В наших местах уже пять с половиною лет появился генерал Чижиков; появился он с треском, с барабанным боем, со сплетней; и победоносный скандал шествовал за ним по пятам; но в течение пяти лет генерал Чижиков, с позволения сказать, перепёр через все скандалы, окруженный деньгами, вином, женщинами и славой.
Генерал Чижиков, говорят, проживал по подложному паспорту; несомненно же было одно: генерал Чижиков был, разумеется, генерал и притом в самых в важных чинах; он же был Чижиков. Что приятная сия персона состояла в почтенном генеральском звании и имела красную ленту, в том удостоверяли те, кои имели обычай проживать в столичном граде Санкт-Петербурге; у особ великосветских, особ сановных встречали они Чижикова, а кто же помимо господ генералов, да княжеских сынков бонтонные такие посещает места, где и господа генералы-то в струнку вытягиваются без всякой шикозности, и где пошучивает фамильярно разве что его высокопревосходительство, министр?

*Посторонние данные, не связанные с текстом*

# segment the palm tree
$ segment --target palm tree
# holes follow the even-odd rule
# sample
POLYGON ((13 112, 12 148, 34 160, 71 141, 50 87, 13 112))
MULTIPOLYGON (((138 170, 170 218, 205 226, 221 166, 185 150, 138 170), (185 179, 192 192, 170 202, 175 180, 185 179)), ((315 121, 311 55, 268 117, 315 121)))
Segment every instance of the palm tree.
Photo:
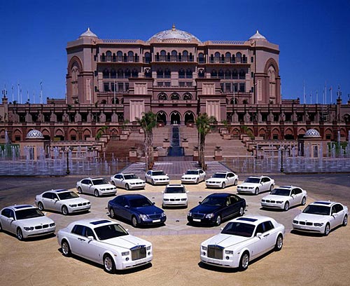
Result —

Там-то, бывало, имел генерал Чижиков круг своего вращения, но потом перестал бывать: разрадикальничался донельзя и чуть ли не понес в провинцию проповедь красного террора; говорят, будто сыскное отделение тогда горевало ужасно; как бы то ни было, генерал Чижиков появился в наших местах, круговращаясь по уезду: от помещика к купцу, от купца к попу, от попа к врачу, от врача к студенту, от студента к городовому – и так далее, и так далее.

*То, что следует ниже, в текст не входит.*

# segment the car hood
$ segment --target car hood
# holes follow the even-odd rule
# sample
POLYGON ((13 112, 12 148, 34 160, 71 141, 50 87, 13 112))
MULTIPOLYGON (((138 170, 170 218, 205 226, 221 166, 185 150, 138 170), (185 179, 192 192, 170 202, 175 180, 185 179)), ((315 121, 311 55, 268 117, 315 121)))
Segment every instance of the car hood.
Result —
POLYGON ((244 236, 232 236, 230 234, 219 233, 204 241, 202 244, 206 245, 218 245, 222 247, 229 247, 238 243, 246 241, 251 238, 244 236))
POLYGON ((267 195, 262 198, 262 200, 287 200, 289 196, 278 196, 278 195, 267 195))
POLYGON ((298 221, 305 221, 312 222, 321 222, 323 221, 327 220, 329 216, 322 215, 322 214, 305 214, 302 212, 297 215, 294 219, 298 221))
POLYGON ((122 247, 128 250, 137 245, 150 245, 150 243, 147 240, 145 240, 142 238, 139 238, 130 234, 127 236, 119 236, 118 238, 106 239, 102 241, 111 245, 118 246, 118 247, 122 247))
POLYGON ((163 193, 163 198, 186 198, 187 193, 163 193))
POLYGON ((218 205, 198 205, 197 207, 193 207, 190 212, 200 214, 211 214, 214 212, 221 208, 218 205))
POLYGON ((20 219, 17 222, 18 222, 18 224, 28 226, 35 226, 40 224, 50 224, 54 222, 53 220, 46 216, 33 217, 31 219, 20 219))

А что подлинный он Чижиков – в этом не сомневайтесь: уж в участке разберут, кто подлинный и кто подложный! Не ради чего иного – скромности ради под плебейскою сею фамилией родовитейший граф, знатнейшая некая ото всех фамилия приутаивалась до сроку – да, да: это был граф Гуди-Гудай-Затрубинский! И Гуди-Гудай-Затрубинский на всякий фасон, можно сказать, из генерала выглядывал – эдакая шельма! Приедет: Чижиковым с вами не посидит получаса; а потом как попрет, как попрет на вас аристократ, так даже душно станет от аристократизма: белую кость всяким манером свою вам покажет – вынет платок, а от платка в нос вам кёр-де-жанет, убиган или даже сами парижские флёр-ки-мёр! Преканальскую выкажет «сан-фасон», черт подери, гостинного тона, хотя бы уже одной своей картавней (генерал не выговаривал ни «р», ни «л»); и широкая проявится во всем барскость, шарманство с барыньками; всякие «мерси, мадам» так и виснут в воздухе – и, я вам доложу, кончики пальцев расцелуете-с: не генерал, а душка, крем-ваниль-с (не смотрите, что лет ему будет за пятьдесят, что зубков генерал лишился, а что бачки у него не совсем приятного цвета – плевательного). С графом он граф, с писарем – писарь: в трактире напьется и еще селедочный хвостик обсосет; ничего не следует и из того, что битых пять лет генерал бил баклуши, проповедовал красный террор, проживая на хлебах у лиховских богатеев. Ну, что же из этого следует? Да ровно ничего! «Инкогнито» – ха, ха! Надо же что-нибудь делать; вот и комиссионерствует генерал для купцов в отплату за выпитый полк белоголовых бутылок! Уже вы и поморщились! Ну, так знайте: к белой, Гуди-Гудай-Затрубинской кости грязь все равно не пристанет.